The high-profile bankruptcy filing sent shock waves through the Heartland. Some analysts view it as a wake-up call for the farmer-owned cooperative. To others, it's merely emblematic of the changing face of the industry.
The first cooperatives reflected the makeup of their member-owners in the surrounding community. Today they tend toward either small niche' operations or large conglomerates where the home office could be several counties away.
Gary Alberts is a consultant with the Iowa Institute for Cooperatives.
Gary Alberts, Iowa Institute for Coopertives:"For the most part I think it's been a good move, we needed more volume through facility, we had facilities in Iowa that were somewhat depreciated out and not of much value, rail lines for grain movement depending on where those rail lines were, some of those rail lines have disappeared in Iowa. That made moving grain to the nearest rail, that promoted some acquisitions or mergers. I think it's all in response to everything getting larger, farmers getting larger, equipment getting larger, the competition getting larger. "
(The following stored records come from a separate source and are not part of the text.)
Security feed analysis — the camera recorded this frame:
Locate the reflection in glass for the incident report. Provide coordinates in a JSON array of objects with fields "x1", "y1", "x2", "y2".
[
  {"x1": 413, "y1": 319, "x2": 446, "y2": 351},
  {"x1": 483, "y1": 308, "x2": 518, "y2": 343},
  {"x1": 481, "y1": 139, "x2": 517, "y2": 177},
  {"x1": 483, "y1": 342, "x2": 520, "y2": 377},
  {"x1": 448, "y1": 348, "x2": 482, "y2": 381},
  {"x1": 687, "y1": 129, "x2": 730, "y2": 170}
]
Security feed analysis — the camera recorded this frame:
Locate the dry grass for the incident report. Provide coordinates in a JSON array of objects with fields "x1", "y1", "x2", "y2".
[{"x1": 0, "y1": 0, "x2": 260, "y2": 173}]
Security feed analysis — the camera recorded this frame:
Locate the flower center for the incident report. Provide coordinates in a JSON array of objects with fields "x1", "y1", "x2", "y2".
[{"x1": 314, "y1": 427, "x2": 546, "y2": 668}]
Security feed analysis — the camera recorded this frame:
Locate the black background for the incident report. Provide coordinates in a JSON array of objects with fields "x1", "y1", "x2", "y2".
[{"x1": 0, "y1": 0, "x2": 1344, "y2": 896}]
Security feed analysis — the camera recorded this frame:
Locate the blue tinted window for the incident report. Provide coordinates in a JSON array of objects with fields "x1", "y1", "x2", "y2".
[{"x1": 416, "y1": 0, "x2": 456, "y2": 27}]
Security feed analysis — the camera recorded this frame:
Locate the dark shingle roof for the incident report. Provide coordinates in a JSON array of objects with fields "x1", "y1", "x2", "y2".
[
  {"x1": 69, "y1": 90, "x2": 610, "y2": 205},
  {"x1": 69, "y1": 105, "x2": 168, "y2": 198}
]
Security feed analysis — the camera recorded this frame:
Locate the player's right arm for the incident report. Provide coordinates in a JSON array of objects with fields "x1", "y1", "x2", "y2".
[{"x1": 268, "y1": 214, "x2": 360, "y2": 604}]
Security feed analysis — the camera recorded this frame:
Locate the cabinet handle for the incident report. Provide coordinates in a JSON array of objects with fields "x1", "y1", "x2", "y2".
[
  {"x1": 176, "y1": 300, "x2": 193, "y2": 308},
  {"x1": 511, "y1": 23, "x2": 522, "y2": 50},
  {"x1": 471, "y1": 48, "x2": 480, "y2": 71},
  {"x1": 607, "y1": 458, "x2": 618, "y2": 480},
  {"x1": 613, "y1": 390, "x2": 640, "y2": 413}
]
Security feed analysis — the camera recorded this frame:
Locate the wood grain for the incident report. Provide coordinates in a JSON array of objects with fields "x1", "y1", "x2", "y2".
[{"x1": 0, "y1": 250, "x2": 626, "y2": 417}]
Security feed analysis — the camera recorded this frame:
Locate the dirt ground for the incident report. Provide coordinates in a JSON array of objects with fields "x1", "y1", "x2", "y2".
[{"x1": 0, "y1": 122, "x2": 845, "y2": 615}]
One advantage cooperatives have over other conventional corporate entities is the ability to be more flexible in taking advantage of new business opportunities. This ability does have its downside, as in the case of Farmland, where investors want more cash from the co-op than is available for distribution. Even with the possibility that debt loads could overextend the business temporarily, experts believe the value of cooperatives has not diminished.
Roger Ginder is an economics professor at Iowa State University.
Roger Ginder, Iowa State University:"Well, yeah, I think it's still very much in the choice set of farmers and it does offer some advantages in some situations certainly. If we look at Iowa farmers I think by and large they're very cooperative minded and have used cooperatives to very large extent."